Mulai dari sini akhirnya aku bisa tertawa. Aku tidak menyangka momen seperti ini sangat menenangkan hatiku. Aku beranjak dari tempatku duduk, berjalan mendekati Sarah yang masih membawa gelas, kemudian berlutut di depan Sarah sambil membuka kedua telapak tanganku. “Untuk Mama kan?”
Sarah mengangguk dan langsung memberikan gelas itu padaku.
“Makasih ya,”
Kulihat suamiku terkejut, namun sesaat kemudian dia tersenyum. Ini adalah senyuman yang sama ketika aku marah padanya.

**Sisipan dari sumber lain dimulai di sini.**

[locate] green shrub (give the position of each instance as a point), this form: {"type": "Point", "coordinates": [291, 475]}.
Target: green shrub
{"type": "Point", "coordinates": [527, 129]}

Senyuman tulus yang terbit bahkan ketika aku sedang marah?! Keterlaluan sekali diriku sudah menyia-nyiakan keluarga yang baru kusadari ternyata begitu berharga.
“Pa, pernah retak tangan kenapa nggak bilang?” aku berbisik di dekat suamiku.
“Mau bilang udah keburu marah. Heran juga kenapa nggak peka sama sekali padahal jelas-jelas ada perban di tangan. Tapi nggak papa, toh sekarang udah sembuh,” jawab suamiku santai.
Baik, ternyata aku jauh lebih keterlauan dari yang kupikir. Aku sudah tertampar berkali-kali dengan kejadian pagi ini, membuatku sadar bahwa aku adalah seorang ibu dan istri yang sangat tidak tahu diri. Tapi ini jauh lebih baik karena aku menyadari kesalahanku dan akan berusaha menjadi lebih baik lagi.
Aku tidak tahu apakah aku harus bersyukur atau melaknat pandemi ini. Tanpa pandemi mungkin aku takkan pernah menyadari kesalahanku, meski nyatanya pandemi juga mempersulit perekonomian keluarga. Tapi yasudahlah, setidaknya sebagai pembelajaranku kurasa pandemi ini tidak terlalu buruk.